I have a text file I would like to read in that contains rows of tuples. Each tuple/row in text is in the form of ('description string', [list of integers 1], [list of integers 2]). Where the text file might look something like:
('item 1', [1,2,3,4] , [4,3,2,1])
('item 2', [ ] , [4,3,2,1])
('item 3, [1,2] , [ ])
I would like to be able to read each line in from the text file, then place them directly into a function where,
function(string, list1, list2)
I know that each line is read in as a string, but I need to extract this string some how. I have been trying to use a string.split(','), but that comes into problems when I hit the lists. Is there a way to accomplish this or will I have to modify my text files some how?

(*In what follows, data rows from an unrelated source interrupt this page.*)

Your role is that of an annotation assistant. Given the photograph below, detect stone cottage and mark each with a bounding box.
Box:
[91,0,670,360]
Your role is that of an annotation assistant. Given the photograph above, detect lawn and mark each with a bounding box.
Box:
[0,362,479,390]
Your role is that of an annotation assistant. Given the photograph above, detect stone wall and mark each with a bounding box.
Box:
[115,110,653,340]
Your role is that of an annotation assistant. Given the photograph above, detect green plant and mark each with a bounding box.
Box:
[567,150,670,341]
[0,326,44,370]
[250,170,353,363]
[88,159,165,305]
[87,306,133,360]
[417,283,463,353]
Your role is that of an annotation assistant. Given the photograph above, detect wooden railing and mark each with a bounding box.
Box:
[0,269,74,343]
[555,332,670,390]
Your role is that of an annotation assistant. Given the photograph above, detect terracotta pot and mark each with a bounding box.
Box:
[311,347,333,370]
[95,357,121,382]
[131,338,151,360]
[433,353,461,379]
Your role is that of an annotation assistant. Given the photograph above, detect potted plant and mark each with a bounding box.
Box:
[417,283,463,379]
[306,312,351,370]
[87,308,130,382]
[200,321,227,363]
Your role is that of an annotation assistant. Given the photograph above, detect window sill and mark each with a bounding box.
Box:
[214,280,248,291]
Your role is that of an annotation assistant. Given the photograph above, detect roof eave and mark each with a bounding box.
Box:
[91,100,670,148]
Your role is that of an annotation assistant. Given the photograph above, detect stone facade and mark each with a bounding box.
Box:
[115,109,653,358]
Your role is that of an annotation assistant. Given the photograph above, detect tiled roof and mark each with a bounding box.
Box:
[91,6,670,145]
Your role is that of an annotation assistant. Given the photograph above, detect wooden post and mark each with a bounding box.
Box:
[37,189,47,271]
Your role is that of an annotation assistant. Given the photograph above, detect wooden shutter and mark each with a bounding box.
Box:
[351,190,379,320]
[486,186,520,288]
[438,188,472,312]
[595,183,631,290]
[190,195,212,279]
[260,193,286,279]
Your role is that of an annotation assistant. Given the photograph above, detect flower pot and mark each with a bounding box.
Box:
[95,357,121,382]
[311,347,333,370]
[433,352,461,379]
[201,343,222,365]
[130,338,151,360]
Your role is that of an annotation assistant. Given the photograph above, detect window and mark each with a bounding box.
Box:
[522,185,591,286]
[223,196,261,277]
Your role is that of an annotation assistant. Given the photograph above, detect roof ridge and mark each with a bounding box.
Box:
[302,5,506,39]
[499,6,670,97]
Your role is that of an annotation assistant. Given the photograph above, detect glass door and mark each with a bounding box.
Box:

I also have a text file of a list of tuples that I would like to read in similarly that is in the form of
[(1,2),(3,4),(5,6),...]
that may contain any amount of tuples. I would like to read it in a list and do a for loop for each tuple in the list. I figure these two will use roughly the same process.
You're looking for ast.literal_eval()
.
>>> ast.literal_eval("('item 1', [1,2,3,4] , [4,3,2,1])")
('item 1', [1, 2, 3, 4], [4, 3, 2, 1])
What about using eval
?
EDIT See @Ignacio's answer using ast.literal_eval
.
>>> c = eval("('item 1', [1,2,3,4] , [4,3,2,1])")
>>> c
('item 1', [1, 2, 3, 4], [4, 3, 2, 1])
I would only recommend doing this if you are 100% sure of the contents of the file.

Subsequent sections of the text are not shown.